Half of the villages surveyed by the Stanford University team reported average losses of about $281 to $704 (2,000 to 5,000 yuan) in March.
To deal with that income hit, “half of them have cut back on their nutrition and food diversity -— they’ve gone to grain and a vegetable diet instead of meat and fruit,” said REAP’s Rozelle, who authored the study. “They’ve also cut back somewhat on expenditures on their kids’ education and expenditures on non-Covid health issues.”
REAP isn’t the only survey to find large reductions in rural salaries during the coronavirus. Research by the Chinese Academy of Agricultural Sciences’ (CAAS), quoted in state media China Daily, found that 80% of agriculture workers who were interviewed said their incomes could fall by more than 20%.
Some CAAS estimates found that farmers’ salaries could drop by up to 40%.
To make matters worse for some rural communities, parts of China have seen their worst flooding in decades in June, just as they were beginning to get back on their feet from the coronavirus.
According to state media, tens of thousands of homes have been destroyed along the Yangtze River and at least 12 million people affected, costing the economy about $3.6 billion.
John Donaldson, poverty expert and associate professor at Singapore Management University, said in many ways the coronavirus had been a “perfect storm” for people living in poverty in China, affecting many different sectors at the same time.
“Factories are still not up and running at full strength, partly because of fear of the coronavirus, you have construction [being put on hold], even hotels which buy a lot of food from the countryside are low on business,” he said.
In addition, Donaldson said that local officials whose responsibility it had been to police poverty alleviation measures had been distracted with their fight against the coronavirus.
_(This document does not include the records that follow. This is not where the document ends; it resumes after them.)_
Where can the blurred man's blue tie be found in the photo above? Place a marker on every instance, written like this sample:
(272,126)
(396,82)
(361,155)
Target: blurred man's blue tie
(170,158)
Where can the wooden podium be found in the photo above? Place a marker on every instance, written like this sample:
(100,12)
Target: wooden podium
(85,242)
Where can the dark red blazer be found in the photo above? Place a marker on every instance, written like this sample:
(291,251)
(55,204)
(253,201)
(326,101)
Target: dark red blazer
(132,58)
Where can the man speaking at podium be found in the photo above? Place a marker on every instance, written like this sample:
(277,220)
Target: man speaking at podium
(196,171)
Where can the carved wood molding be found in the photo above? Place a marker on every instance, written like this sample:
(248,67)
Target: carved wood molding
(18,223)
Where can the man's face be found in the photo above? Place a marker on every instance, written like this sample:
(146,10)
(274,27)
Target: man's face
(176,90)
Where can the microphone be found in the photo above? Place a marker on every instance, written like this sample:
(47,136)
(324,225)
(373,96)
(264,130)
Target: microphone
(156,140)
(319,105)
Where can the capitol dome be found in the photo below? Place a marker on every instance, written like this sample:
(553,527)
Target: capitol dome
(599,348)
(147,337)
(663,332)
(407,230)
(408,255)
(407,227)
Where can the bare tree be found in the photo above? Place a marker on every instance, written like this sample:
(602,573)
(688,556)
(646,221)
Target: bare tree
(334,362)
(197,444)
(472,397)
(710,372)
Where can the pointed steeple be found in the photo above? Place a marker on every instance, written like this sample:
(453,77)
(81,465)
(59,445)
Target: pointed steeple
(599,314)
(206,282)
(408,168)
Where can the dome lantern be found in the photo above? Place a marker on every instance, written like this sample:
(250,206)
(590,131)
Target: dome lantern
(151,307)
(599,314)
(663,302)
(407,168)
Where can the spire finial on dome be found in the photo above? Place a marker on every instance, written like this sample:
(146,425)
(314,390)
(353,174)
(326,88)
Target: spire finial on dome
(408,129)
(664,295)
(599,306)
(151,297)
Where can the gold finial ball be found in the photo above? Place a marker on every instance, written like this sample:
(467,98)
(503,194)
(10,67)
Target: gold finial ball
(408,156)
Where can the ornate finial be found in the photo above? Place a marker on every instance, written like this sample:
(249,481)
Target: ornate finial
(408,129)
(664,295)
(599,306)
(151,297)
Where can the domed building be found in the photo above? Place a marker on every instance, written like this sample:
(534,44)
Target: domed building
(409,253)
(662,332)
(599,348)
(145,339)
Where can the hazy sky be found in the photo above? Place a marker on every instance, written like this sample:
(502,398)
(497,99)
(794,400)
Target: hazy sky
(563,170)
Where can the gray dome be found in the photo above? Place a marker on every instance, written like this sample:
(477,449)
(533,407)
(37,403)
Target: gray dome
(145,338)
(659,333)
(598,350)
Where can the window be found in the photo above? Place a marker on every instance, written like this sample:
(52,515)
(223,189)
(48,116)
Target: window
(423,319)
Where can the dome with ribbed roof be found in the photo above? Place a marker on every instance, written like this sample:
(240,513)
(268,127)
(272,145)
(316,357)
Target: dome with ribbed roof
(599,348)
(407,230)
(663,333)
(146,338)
Despite the setbacks, the ruling Communist Party and state-run media have been running a concerted campaign to reassure their domestic audience that they will meet their target.
In early June, Xi toured the northern province of Ningxia visiting families and observing a workshop, built with poverty alleviation funds, where villagers were producing cartons.
“(Xi) has stressed efforts to secure a decisive victory in building a moderately prosperous society in all respects and eradicating poverty,” state-run news agency Xinhua said in its write up of the tour.
Experts generally agree that it is highly unlikely that the Chinese government will announce it has missed its targets on poverty alleviation at the end of 2020. Donaldson said that the targets will likely either be met or they’ll be fudged enough to say they’ve been met.
But there is concern that even if Beijing does meet its goal to eliminate absolute poverty by the end of the year, there is still a long way to go to improve the lives of hundreds of millions of its citizens.
For years, Xi has been claimed China is becoming a “moderately prosperous society.”
However, speaking at his press conference in May, Li said that there were still 600 million people — about 40% of the population — who were living on a monthly income of just around $140 (1,000 yuan).
“It’s not even enough to rent a room in a medium Chinese city,” Li said.
Donaldson said that his biggest concern is that once the Chinese government announces it has eradicated absolute poverty, local authorities could cease to regard all poverty as an important issue, despite the millions of people who are still in need of urgent assistance.
“I mean that’s the bottom line: If poverty is eliminated, how many people are poor after this campaign? Nobody will know,” he said.